Mobilisations L’ignorance de ces décisions gouvernementales a permis aux autorités de confisquer le produit du travail paysan mais aussi d’isoler les producteurs les uns des autres. Le réseau des gardiens des semences de vie a donc décidé de se rendre plus visible, afin que le travail de sauvegarde des semences soit mieux connu, plus accessible et plus fort.
Les informations concernant la loi ont été diffusées par les radios locales, par Internet. Des représentants sont allés parler aux autorités locales. Grâce à cela, de plus en plus de personnes ont eu accès aux informations sur les interdictions, confiscations et criminalisations prévues par cette loi. La tournée européenne d’avril 2014 s’inscrit dans ce mouvement: plus on est au courant, plus on peut s’impliquer ou soutenir moralement.
De nombreuses campagnes se sont manifestées en Colombie, des mouvements ont vu le jour dans les villes colombiennes, mais aussi dans les campagnes et ont ensemble abouti à la grande mobilisation d’août 2013, que certains appellent la plus grande grève paysanne depuis 40 ans. Parmi elles, le rejet populaire de la Résolution 970. Une des victoires de cet événement a été que paysans, amis de la semence, étudiants, indignés, ont ensemble réussi à faire «geler» cette résolution. En effet, aucune autre résolution, aucune abrogation n’ont été adoptées, cette loi est simplement suspendue.
Afin de rester unis, informés et de continuer à montrer cette détermination, d’autres revendications et mouvements se sont adressés au gouvernement. S’ils ne reçoivent pas de réponse, une autre grève sera déclenchée en mai 2014, avec une seule table de négociation afin d’éviter que le gouvernement ne tente à nouveau de diviser le mouvement.
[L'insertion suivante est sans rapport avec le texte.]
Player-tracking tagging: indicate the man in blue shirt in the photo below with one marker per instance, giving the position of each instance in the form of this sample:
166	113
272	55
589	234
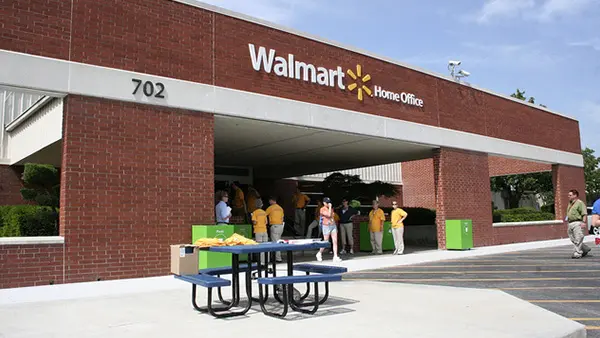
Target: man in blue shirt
222	211
596	213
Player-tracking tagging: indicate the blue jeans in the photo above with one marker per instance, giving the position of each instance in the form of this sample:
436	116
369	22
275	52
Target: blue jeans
329	229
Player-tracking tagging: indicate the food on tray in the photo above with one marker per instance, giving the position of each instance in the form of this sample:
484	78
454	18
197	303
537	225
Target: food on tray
237	239
208	242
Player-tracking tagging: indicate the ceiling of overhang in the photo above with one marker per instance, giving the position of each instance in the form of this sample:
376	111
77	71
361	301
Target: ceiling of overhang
277	151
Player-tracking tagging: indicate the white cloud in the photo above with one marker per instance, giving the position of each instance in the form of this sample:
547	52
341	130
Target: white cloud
526	56
278	11
538	10
593	43
556	8
591	110
493	9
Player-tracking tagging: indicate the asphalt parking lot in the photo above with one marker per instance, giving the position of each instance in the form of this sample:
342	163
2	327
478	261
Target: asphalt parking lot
548	278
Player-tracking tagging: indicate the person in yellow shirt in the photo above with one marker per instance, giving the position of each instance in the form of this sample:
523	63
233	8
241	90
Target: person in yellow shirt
259	221
398	217
300	202
275	215
376	219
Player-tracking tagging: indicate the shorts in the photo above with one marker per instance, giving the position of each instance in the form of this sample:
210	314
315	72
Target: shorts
328	229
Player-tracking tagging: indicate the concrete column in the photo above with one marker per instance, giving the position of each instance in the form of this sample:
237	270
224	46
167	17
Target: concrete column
135	178
462	190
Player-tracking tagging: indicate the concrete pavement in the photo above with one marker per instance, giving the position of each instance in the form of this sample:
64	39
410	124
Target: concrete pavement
159	307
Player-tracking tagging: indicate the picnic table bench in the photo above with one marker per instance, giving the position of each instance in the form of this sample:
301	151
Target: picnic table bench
288	299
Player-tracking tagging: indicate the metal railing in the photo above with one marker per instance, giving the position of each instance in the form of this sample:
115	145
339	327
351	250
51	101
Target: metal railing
14	104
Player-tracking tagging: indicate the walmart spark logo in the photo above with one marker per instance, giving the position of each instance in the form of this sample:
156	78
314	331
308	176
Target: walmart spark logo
359	82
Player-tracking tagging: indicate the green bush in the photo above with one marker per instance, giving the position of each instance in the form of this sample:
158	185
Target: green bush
27	220
548	208
521	215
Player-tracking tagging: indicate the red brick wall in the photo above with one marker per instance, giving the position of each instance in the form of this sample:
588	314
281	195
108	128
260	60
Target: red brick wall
417	177
152	36
31	264
10	185
501	166
447	104
134	180
519	234
564	179
39	27
172	39
462	188
418	188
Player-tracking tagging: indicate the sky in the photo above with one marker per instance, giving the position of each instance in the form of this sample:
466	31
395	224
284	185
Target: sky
549	48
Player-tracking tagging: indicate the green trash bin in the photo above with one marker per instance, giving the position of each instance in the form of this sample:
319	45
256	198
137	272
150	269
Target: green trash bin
365	237
246	231
212	259
459	234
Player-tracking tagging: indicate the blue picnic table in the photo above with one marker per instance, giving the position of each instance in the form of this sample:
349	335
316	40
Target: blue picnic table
207	278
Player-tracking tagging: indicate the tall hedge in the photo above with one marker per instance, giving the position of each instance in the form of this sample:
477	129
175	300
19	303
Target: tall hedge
521	215
27	220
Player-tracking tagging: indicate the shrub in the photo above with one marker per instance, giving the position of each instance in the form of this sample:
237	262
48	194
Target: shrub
521	215
27	220
548	208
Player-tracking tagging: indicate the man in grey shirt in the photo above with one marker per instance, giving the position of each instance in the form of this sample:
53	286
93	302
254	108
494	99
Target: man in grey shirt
223	212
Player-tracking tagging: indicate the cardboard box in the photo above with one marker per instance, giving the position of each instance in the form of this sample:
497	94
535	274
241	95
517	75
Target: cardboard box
184	259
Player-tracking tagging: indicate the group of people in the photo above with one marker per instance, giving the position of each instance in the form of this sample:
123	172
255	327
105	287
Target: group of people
576	218
327	219
269	223
273	216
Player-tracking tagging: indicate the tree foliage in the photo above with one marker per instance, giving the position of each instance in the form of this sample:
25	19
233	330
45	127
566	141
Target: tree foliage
521	96
592	174
338	186
513	187
42	185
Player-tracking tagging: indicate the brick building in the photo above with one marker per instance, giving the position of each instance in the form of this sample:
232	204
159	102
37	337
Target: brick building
140	100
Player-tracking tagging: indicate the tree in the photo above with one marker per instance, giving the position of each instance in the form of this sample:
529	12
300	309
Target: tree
592	174
42	186
513	187
521	96
338	186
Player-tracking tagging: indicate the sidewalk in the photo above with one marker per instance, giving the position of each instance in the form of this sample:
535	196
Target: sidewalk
160	307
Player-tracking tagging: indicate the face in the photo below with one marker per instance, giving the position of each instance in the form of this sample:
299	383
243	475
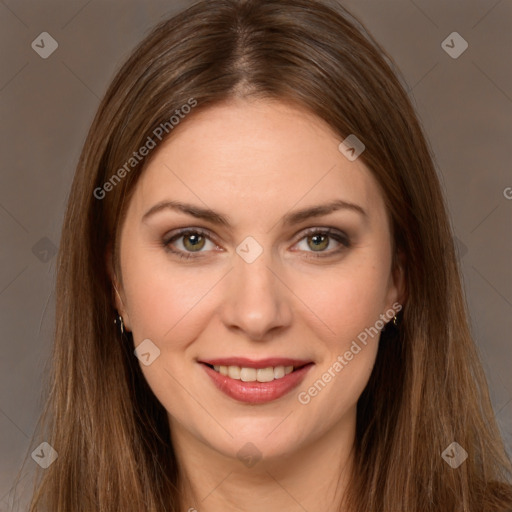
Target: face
254	288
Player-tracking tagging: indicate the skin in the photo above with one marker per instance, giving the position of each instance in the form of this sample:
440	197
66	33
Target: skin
255	161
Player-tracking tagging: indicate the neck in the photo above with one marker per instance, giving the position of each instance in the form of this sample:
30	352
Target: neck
313	477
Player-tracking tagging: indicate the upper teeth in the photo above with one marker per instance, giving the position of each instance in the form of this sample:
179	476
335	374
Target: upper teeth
254	374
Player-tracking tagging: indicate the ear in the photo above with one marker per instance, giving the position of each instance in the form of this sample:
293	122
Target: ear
118	296
398	288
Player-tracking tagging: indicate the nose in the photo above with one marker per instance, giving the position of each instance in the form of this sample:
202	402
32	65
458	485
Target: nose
258	300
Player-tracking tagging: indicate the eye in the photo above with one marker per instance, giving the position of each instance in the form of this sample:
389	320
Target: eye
319	239
195	239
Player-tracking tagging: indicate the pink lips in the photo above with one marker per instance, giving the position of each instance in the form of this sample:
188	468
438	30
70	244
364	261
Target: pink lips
260	363
257	392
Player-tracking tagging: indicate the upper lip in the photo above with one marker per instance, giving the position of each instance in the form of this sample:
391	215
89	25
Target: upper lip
252	363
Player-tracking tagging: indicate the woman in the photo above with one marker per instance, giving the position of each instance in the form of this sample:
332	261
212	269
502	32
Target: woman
244	371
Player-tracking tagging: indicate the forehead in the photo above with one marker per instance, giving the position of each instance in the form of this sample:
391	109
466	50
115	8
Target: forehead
255	158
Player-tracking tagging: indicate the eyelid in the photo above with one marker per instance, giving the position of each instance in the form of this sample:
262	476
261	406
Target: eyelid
334	233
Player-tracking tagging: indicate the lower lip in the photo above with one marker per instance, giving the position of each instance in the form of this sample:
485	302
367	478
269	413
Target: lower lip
257	392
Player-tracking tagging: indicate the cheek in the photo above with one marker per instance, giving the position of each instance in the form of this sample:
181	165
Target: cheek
345	299
161	296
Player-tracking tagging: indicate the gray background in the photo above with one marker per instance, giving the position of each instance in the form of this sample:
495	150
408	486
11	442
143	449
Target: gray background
46	107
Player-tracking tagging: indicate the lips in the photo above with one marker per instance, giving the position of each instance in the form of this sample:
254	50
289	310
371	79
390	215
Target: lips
260	363
236	377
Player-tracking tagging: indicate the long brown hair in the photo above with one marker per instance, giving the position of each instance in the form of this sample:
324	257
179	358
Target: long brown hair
427	389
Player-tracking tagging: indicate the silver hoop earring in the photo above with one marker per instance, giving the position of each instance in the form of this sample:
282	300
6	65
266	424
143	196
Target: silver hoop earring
119	321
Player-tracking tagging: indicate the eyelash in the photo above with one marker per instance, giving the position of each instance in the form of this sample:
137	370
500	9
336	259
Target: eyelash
336	235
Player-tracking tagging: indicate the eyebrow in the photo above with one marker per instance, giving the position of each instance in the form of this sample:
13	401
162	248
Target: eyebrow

Du côté des gardiens des semences de vie, une campagne de demande de parrainage de semences à commencé. En effet, pour ne demander de financement ni au gouvernement ni à des ONG qui imposeraient leurs conditions, le réseau a décidé de proposer à des individus ou des collectifs de s’impliquer financièrement en parrainant une semence et donc le travail entier du réseau. La demande est d’une participation de 100 euros par an.
Il s’agit d’un soutien aussi bien financier, pour continuer leur travail, que moral, pour s’opposer à ces lois scélérates.
Un autre soutien proposé est d’envoyer des courriers ou d’aller aux ambassades de Colombie afin de montrer à ce gouvernement que ses actions sont connues et rejetées de façon internationale.
La tournée La tournée européenne des Red de guardianos de semillias de vida a permis non seulement de mener des débats sur le devenir des semences, mais aussi de stimuler une volonté de soutenir la lutte telle qu’elle se déroule en Colombie. Elle a aussi donné de l’énergie pour continuer aux trois personnes qui se sont déplacées jusqu’ici. Elles se sont aussi rendu compte qu’il y a plus de proximité avec la nature dans leur pays, que la vie paysanne y est plus répandue et, afin d’éviter la perte de liens qu’ils ont constatée ici, cette tournée leur a montré, une fois de plus, l’importance du travail de sauvegarde des semences ainsi que des savoirs indigènes.